Algo que cai muito mal neste artigo a que repondo: é a constatação do achincalhamento do nome de António Salvado - «Mas podem até dar o seu nome à pastelaria onde ia lanchar, à padaria onde comprava o pão, ao talho onde comprava o bife ou ao guarda-chuva que o abrigava das intempéries, tudo isso é absolutamente regional, secundário, quanto ao aspecto fulcral que está em jogo: a sua poesia». A verdade é que também há aqueles, genericamente falando, que podiam ter o nome em latrinas públicas. A injustiça das asserções escarnecedoras lembra-me um registo de Miguel Torga no Diário XIV: «Não presta. Se prestasse, não se afligia tanto com o préstimo dos outros».

Do ataque ao poder autárquico (e muito haveria a dizer) retenho (porque implica os admiradores do poeta como co-autores) a acusação: houve a usurpação de um nome [Jaime Lopes Dias] e «o acto sacana de rebaptizar a biblioteca». Ora o articulista afirma, falsamente, que a biblioteca era a Biblioteca Jaime Lopes Dias: afirma, por sinédoque (toma a parte pelo todo) – há a Sala Jaime Lopes Dias, mas não era, no seu todo, a Biblioteca Jaime Lopes Dias. Nunca foi. Se houve promessas no passado, não se cumpriram.

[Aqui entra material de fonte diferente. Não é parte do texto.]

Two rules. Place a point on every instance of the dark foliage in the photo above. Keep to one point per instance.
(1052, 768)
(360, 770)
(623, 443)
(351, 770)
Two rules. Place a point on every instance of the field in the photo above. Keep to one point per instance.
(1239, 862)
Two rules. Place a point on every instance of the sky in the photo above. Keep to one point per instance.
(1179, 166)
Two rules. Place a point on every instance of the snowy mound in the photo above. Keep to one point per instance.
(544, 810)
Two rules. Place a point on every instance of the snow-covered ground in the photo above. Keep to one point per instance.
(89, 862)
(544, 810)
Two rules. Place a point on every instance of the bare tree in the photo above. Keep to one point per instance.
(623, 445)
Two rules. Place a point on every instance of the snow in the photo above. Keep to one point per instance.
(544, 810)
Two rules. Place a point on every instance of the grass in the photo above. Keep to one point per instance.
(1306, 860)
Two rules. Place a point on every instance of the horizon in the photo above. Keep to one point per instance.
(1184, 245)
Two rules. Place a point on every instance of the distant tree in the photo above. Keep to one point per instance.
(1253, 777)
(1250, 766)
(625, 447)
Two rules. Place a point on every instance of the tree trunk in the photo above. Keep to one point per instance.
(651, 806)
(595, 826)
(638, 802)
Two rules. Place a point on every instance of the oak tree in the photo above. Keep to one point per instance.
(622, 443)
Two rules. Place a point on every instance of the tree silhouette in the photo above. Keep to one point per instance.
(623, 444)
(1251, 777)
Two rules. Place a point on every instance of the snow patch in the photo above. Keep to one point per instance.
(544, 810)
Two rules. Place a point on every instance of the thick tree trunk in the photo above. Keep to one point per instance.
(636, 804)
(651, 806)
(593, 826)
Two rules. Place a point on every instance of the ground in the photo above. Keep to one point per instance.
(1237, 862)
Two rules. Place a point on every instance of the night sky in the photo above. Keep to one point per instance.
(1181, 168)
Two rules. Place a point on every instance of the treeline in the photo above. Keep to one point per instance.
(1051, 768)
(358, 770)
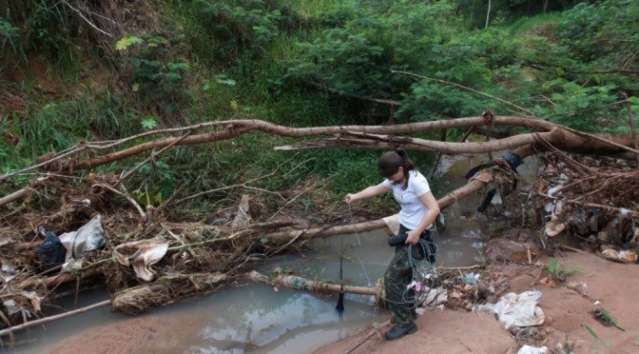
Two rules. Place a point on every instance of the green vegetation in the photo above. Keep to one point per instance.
(309, 62)
(557, 271)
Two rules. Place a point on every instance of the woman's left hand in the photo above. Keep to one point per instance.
(412, 237)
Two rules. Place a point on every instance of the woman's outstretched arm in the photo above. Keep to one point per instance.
(367, 193)
(429, 218)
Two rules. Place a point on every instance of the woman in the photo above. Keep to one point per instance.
(419, 209)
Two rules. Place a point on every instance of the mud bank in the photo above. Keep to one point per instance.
(567, 316)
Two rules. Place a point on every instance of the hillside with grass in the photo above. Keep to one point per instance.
(75, 71)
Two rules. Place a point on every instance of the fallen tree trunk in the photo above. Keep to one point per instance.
(316, 286)
(238, 127)
(562, 139)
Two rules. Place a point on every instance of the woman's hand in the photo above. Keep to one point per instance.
(349, 198)
(412, 237)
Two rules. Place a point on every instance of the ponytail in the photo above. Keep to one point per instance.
(406, 162)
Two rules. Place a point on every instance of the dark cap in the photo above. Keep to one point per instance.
(389, 163)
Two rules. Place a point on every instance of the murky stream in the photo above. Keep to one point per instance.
(258, 319)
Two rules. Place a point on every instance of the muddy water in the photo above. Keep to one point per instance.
(260, 319)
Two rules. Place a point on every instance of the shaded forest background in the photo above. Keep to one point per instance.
(86, 70)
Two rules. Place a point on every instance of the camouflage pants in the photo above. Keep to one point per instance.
(399, 274)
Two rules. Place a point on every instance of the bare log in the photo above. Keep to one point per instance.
(241, 126)
(371, 141)
(315, 286)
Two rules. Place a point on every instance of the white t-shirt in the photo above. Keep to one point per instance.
(412, 209)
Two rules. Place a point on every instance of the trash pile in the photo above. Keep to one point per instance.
(593, 199)
(69, 237)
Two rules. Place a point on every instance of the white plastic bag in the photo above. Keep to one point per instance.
(517, 310)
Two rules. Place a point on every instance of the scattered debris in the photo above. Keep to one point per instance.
(505, 250)
(141, 255)
(605, 318)
(557, 272)
(519, 310)
(89, 237)
(527, 349)
(621, 256)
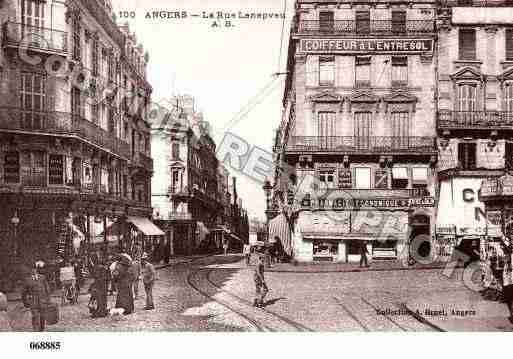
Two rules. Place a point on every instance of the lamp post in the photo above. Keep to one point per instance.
(15, 220)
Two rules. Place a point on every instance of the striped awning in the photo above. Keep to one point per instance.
(279, 227)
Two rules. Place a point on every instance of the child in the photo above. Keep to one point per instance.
(260, 285)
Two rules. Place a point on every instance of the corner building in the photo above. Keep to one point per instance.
(475, 118)
(356, 147)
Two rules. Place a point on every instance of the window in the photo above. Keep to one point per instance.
(400, 123)
(362, 122)
(175, 151)
(508, 98)
(362, 22)
(326, 71)
(362, 178)
(326, 21)
(12, 167)
(77, 39)
(33, 168)
(55, 169)
(467, 44)
(327, 178)
(399, 177)
(467, 97)
(399, 71)
(399, 22)
(467, 156)
(33, 89)
(362, 71)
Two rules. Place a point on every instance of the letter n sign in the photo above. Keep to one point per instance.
(381, 179)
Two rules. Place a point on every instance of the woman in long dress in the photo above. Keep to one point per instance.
(123, 277)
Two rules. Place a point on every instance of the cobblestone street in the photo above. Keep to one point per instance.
(215, 294)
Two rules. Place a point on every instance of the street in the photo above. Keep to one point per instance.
(215, 294)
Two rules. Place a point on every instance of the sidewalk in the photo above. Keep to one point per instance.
(461, 310)
(16, 295)
(377, 266)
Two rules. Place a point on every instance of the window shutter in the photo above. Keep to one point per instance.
(467, 43)
(509, 44)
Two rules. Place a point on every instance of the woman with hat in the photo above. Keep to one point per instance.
(123, 278)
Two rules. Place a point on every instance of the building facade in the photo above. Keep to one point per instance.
(356, 147)
(74, 147)
(474, 116)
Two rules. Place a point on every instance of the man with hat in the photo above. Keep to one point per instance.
(149, 276)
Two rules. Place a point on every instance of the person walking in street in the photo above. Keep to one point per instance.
(149, 277)
(363, 255)
(123, 278)
(101, 276)
(261, 288)
(136, 273)
(36, 296)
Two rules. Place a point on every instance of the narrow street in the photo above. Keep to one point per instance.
(215, 294)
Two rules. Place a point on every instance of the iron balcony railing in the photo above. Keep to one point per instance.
(475, 119)
(373, 144)
(64, 123)
(35, 37)
(373, 27)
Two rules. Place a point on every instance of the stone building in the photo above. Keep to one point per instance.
(356, 147)
(474, 122)
(74, 144)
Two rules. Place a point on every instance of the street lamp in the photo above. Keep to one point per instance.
(15, 220)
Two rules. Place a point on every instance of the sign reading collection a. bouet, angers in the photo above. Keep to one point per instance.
(365, 46)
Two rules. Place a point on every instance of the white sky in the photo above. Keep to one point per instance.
(223, 68)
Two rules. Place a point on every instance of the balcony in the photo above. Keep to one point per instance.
(35, 38)
(362, 145)
(374, 27)
(142, 160)
(61, 123)
(480, 120)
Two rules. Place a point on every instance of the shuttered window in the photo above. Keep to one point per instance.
(399, 22)
(467, 44)
(326, 71)
(363, 22)
(326, 21)
(509, 44)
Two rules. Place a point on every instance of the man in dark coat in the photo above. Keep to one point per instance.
(124, 278)
(36, 296)
(100, 287)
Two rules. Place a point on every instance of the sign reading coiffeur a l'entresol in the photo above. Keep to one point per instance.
(365, 45)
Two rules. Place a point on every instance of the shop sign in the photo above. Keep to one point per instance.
(365, 45)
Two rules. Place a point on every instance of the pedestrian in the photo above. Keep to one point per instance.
(123, 278)
(261, 288)
(149, 277)
(5, 324)
(363, 255)
(36, 296)
(100, 287)
(136, 273)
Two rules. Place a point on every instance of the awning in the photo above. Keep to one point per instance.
(400, 172)
(145, 226)
(279, 227)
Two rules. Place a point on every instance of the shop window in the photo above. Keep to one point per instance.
(326, 21)
(55, 169)
(327, 178)
(467, 156)
(399, 177)
(362, 178)
(12, 167)
(362, 71)
(363, 22)
(467, 44)
(399, 71)
(326, 71)
(33, 93)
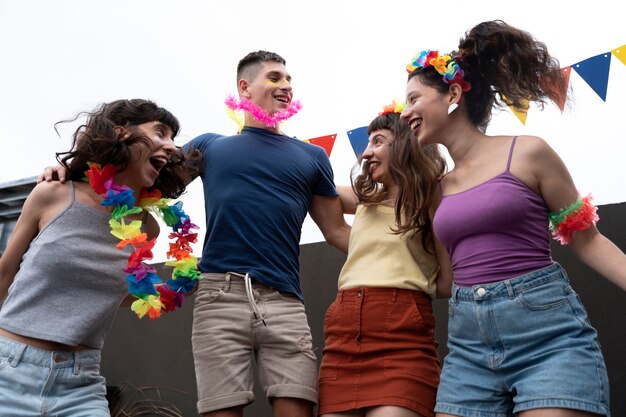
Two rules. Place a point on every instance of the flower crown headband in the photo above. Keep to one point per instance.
(443, 64)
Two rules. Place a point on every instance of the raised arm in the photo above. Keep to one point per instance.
(44, 201)
(349, 200)
(558, 191)
(327, 213)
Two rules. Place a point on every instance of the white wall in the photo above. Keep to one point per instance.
(347, 60)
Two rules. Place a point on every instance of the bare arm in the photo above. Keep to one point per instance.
(327, 213)
(444, 276)
(43, 203)
(349, 200)
(558, 191)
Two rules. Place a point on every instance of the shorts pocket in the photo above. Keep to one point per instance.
(90, 374)
(4, 362)
(547, 296)
(208, 292)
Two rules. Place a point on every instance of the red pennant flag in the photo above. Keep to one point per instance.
(325, 142)
(562, 95)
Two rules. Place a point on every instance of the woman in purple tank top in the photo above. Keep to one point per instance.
(520, 341)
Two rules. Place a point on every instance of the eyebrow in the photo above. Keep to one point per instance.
(278, 74)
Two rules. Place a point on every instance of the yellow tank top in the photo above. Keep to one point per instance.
(377, 257)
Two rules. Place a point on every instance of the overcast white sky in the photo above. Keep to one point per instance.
(346, 58)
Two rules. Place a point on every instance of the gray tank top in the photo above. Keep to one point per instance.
(70, 281)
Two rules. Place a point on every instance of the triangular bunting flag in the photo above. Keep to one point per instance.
(620, 53)
(325, 142)
(595, 72)
(562, 95)
(358, 139)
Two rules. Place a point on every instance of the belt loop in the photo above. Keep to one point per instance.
(454, 293)
(509, 289)
(76, 363)
(18, 355)
(227, 278)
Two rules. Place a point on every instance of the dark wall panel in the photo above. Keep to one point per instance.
(158, 353)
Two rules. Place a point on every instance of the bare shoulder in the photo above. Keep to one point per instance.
(50, 192)
(532, 146)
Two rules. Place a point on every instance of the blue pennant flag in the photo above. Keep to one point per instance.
(595, 72)
(358, 139)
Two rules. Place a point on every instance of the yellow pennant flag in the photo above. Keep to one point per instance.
(620, 53)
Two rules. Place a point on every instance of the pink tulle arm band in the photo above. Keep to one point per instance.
(579, 216)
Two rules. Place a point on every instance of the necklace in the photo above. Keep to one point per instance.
(152, 295)
(270, 120)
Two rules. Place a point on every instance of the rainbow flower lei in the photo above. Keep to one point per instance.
(448, 68)
(579, 216)
(141, 277)
(270, 120)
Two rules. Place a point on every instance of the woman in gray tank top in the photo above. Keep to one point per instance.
(62, 277)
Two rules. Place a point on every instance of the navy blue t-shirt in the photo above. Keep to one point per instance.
(258, 187)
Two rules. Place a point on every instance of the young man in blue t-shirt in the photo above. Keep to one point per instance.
(258, 187)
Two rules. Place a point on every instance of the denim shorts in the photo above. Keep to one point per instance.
(37, 382)
(230, 335)
(521, 344)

A ironia «(…) os deputados da assembleia municipal e o elenco camarário, quais assembleias do Olimpo na terra, sem pestanejar e todos à uma, atribuem um novo nome à Assembleia Municipal de Castelo Branco» - desfaz-se, pois o poder do executivo e dos deputados foi-lhes atribuído pelos munícipes para serem a sua voz; logo, são mesmo os deuses do Olimpo na autarquia de Castelo Branco. Coisas da democracia.